In the very first days of its existence, the Soviet state enacted the Decree on Peace, in which it set forth its position on the question of annexation, defining annexation as any appropriation of a small or weak nationality without its definite, clear, and voluntarily expressed consent, no matter when this forced appropriation took place, how advanced or retarded the nation which has been forcibly annexed or forcibly contained within the borders of a given state, or, finally, where the given nation is located—in Europe or in distant transoceanic countries (Collection of Statutes of the RSFSR, 1917, no. 1, p. 2.)
The USSR consistently opposes the policy of annexation, defending the right of all peoples to self-determination and independence (for example, the protest of the Soviet government concerning the annexation of Czechia—Bohemia, Moravia, and Silesia—and other regions of Czechoslovakia by Hitler’s Germany in 1939 and the protest to the Soviet government concerning the annexation of Austria in 1938 by Hitler’s Germany).

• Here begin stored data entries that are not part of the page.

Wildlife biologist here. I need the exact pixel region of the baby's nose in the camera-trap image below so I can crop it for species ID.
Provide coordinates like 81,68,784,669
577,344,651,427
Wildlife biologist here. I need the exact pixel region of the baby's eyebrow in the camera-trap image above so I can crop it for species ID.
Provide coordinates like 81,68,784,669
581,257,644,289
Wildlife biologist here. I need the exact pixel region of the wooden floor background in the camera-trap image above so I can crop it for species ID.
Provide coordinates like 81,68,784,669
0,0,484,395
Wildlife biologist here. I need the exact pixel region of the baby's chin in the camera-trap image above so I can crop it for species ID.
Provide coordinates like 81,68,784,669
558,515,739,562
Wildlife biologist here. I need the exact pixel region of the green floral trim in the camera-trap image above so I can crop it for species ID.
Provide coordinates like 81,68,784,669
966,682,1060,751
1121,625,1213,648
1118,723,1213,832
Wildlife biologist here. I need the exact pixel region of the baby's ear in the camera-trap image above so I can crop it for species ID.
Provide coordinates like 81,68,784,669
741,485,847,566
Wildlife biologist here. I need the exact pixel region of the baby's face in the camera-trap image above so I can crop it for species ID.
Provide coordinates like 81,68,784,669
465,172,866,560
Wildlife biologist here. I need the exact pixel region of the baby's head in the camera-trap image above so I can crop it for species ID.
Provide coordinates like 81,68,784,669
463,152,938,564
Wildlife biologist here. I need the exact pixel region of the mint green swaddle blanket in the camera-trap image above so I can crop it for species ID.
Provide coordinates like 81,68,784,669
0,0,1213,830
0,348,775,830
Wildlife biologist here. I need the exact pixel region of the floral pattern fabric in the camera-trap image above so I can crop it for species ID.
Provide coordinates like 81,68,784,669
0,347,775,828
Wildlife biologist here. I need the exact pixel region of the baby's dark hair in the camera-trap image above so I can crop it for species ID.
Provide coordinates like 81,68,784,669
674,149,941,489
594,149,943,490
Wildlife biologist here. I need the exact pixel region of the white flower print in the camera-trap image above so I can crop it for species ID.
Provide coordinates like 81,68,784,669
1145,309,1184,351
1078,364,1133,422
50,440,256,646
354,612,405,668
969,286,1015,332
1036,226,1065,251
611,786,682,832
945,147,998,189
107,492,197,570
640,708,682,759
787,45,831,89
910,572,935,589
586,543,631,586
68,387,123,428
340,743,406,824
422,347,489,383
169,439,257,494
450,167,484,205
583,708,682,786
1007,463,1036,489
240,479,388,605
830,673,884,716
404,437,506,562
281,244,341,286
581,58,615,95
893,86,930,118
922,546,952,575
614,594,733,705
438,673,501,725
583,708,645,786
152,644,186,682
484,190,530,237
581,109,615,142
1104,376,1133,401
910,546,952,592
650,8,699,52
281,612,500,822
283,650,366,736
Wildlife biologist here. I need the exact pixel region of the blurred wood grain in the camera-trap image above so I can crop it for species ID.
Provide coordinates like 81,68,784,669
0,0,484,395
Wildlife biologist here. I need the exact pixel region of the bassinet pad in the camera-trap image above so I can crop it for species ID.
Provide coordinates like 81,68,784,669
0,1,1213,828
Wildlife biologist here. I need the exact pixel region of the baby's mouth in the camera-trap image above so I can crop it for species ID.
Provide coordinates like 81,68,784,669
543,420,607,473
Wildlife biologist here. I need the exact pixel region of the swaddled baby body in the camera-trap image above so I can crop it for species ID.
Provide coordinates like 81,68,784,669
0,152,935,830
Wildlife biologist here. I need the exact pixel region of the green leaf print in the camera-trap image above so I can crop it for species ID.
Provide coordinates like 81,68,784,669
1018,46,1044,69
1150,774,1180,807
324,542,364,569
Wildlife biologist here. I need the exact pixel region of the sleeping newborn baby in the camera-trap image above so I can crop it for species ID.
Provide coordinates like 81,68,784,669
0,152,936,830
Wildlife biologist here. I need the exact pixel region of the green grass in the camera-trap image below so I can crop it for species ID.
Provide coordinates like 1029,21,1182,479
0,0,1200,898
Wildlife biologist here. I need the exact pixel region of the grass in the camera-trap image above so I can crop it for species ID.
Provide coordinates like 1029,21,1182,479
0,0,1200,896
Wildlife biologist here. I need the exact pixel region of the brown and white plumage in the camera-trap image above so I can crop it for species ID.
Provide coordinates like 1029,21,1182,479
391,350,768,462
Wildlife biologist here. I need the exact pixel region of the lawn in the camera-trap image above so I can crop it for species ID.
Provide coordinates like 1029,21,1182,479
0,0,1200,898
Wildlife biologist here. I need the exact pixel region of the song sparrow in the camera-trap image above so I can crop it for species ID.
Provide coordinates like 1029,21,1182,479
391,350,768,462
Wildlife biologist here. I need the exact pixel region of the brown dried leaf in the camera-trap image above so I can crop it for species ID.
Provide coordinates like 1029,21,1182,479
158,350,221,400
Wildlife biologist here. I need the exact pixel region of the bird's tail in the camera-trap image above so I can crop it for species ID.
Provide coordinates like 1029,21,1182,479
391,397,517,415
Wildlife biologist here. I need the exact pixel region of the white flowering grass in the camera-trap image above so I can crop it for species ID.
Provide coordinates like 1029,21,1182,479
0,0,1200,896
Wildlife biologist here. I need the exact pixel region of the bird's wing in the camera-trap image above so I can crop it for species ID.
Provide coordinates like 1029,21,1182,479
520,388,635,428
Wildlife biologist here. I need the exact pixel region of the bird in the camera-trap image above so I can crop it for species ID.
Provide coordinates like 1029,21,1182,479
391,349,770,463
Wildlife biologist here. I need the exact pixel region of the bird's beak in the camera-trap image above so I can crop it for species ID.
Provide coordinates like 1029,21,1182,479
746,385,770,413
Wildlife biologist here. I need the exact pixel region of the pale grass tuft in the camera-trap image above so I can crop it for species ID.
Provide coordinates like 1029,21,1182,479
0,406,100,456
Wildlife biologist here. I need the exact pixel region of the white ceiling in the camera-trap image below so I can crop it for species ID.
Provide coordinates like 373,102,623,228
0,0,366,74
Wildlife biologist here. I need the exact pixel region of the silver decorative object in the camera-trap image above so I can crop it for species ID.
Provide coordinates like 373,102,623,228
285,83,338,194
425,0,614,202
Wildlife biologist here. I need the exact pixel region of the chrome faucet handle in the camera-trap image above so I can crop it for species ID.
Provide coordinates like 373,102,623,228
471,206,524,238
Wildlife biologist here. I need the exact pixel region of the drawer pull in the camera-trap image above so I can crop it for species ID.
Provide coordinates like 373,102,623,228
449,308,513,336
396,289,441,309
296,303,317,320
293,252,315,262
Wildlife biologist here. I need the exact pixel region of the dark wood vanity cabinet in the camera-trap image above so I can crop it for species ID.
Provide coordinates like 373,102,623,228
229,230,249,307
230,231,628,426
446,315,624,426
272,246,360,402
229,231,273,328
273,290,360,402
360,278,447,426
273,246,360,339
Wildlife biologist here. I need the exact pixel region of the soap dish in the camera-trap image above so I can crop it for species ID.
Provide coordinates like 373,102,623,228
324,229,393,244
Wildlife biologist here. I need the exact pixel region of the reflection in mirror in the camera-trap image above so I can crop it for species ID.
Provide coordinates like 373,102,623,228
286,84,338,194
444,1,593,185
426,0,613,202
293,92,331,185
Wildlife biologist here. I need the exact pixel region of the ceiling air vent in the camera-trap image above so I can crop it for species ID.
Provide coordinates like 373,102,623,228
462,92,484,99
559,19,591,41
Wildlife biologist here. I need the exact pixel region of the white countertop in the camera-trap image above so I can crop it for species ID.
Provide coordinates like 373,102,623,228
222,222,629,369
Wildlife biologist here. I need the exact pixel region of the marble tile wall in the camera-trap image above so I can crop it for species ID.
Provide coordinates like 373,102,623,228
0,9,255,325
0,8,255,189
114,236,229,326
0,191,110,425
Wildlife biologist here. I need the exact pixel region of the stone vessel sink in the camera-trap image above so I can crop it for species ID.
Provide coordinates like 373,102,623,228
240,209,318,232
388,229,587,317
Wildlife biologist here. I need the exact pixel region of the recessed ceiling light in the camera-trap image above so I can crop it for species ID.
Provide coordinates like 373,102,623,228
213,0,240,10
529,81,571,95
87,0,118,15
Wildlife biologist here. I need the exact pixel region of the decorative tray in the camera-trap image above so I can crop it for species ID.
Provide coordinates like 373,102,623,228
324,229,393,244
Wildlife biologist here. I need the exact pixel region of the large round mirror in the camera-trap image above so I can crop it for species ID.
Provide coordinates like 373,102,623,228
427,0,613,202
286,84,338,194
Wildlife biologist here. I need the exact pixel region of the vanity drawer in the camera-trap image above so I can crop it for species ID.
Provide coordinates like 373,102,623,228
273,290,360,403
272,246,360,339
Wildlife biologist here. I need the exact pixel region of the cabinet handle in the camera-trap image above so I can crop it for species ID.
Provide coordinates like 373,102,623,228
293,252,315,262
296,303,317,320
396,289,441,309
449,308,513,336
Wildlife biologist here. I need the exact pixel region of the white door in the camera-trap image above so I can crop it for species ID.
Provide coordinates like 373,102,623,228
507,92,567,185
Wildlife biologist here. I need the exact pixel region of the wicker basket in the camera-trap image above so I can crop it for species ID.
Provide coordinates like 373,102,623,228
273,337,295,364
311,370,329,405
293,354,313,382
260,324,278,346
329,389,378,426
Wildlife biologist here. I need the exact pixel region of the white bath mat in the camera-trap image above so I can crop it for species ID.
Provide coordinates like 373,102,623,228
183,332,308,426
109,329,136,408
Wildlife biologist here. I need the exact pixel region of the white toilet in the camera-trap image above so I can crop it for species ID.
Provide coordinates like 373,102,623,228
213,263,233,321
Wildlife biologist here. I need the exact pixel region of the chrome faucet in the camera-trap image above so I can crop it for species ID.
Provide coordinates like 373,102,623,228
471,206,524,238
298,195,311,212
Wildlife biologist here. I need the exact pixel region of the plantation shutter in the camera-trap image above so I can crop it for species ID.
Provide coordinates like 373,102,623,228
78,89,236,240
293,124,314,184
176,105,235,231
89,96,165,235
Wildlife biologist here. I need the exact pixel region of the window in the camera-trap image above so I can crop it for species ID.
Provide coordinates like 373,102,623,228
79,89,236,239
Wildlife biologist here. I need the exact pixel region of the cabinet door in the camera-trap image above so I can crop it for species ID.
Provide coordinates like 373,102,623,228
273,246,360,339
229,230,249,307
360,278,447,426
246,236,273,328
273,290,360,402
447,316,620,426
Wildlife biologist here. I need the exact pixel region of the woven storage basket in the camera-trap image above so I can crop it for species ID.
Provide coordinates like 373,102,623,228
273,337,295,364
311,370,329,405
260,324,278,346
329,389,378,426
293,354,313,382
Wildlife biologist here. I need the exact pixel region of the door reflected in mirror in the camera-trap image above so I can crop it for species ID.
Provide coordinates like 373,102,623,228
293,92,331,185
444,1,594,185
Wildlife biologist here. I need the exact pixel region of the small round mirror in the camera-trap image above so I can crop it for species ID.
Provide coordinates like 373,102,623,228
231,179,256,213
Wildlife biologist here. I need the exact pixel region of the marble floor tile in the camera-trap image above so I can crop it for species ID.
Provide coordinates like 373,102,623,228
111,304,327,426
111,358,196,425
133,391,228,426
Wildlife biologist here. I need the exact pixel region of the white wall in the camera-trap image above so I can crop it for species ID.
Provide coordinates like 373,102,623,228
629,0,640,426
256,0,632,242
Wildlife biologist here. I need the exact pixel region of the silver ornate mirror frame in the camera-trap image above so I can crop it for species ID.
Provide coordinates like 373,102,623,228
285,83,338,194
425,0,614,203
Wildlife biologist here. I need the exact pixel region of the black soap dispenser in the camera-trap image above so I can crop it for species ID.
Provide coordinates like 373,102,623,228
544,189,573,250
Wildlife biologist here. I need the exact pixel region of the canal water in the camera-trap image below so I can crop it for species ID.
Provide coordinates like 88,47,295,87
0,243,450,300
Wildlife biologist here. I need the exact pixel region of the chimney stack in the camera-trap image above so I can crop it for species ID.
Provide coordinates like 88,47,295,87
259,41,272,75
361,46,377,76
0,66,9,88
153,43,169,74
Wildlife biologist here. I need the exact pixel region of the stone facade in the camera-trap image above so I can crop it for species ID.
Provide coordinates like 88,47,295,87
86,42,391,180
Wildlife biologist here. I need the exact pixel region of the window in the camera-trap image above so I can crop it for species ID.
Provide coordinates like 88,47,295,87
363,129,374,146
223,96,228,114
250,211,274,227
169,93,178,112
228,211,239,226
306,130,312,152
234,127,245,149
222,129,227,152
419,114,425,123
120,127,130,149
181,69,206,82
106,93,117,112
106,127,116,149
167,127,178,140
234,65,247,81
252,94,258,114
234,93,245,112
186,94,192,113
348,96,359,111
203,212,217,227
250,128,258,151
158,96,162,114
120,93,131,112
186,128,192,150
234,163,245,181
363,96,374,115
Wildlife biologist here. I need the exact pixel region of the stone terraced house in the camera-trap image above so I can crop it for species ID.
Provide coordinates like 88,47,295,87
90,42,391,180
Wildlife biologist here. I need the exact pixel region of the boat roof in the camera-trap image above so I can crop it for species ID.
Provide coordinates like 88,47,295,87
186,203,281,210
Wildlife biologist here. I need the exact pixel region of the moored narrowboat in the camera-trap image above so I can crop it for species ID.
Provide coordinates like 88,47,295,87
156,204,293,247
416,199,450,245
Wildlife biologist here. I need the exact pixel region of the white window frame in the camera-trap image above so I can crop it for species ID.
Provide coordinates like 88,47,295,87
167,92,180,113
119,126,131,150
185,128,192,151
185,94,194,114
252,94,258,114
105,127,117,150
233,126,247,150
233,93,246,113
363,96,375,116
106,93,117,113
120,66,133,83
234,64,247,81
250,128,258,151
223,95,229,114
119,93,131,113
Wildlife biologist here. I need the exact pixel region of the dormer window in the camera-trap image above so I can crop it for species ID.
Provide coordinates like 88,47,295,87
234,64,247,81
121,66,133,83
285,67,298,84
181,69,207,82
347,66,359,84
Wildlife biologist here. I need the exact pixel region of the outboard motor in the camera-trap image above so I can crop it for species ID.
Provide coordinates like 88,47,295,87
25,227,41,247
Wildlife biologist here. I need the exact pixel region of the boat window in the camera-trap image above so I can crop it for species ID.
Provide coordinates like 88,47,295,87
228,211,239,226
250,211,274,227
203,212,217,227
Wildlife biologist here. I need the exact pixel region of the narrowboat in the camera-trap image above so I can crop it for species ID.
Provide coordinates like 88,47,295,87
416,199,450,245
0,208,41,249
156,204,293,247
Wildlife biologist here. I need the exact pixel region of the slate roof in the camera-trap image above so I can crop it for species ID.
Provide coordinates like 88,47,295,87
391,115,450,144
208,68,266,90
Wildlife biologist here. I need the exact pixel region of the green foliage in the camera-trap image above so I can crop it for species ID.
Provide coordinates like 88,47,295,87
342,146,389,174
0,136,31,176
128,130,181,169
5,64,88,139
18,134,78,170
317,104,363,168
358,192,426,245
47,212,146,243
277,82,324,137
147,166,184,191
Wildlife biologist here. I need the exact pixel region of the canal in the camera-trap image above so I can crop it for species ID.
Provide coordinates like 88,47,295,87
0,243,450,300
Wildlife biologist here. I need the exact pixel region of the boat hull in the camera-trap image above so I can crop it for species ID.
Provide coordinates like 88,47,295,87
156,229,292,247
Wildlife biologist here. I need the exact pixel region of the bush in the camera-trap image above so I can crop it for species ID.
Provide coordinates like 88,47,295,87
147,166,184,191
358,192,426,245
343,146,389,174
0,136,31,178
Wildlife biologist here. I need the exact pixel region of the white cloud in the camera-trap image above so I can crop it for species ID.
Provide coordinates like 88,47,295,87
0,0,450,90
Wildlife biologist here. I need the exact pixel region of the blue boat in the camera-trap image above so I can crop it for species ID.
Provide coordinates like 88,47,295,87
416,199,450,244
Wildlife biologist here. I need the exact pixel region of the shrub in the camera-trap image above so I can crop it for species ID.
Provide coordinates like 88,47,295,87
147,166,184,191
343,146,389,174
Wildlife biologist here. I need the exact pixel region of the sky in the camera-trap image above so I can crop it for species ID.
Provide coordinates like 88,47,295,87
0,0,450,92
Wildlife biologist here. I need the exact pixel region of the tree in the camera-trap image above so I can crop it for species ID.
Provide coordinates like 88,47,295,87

According to the standards of contemporary international law, annexation is illegal. The United Nations Charter forbids any threat of force or the use of force against the territorial integrity or political autonomy of any state (ch. 1, arts. 1, 2, etc.). In spite of the illegality of annexation, imperialist states continue their predatory policy in the form of covert annexation (for example, the USA’s extention of the status of statehood to the annexed Hawaiian Islands) or in the form of overt annexation (for example, the annexation of South West Africa by the Republic of South Africa).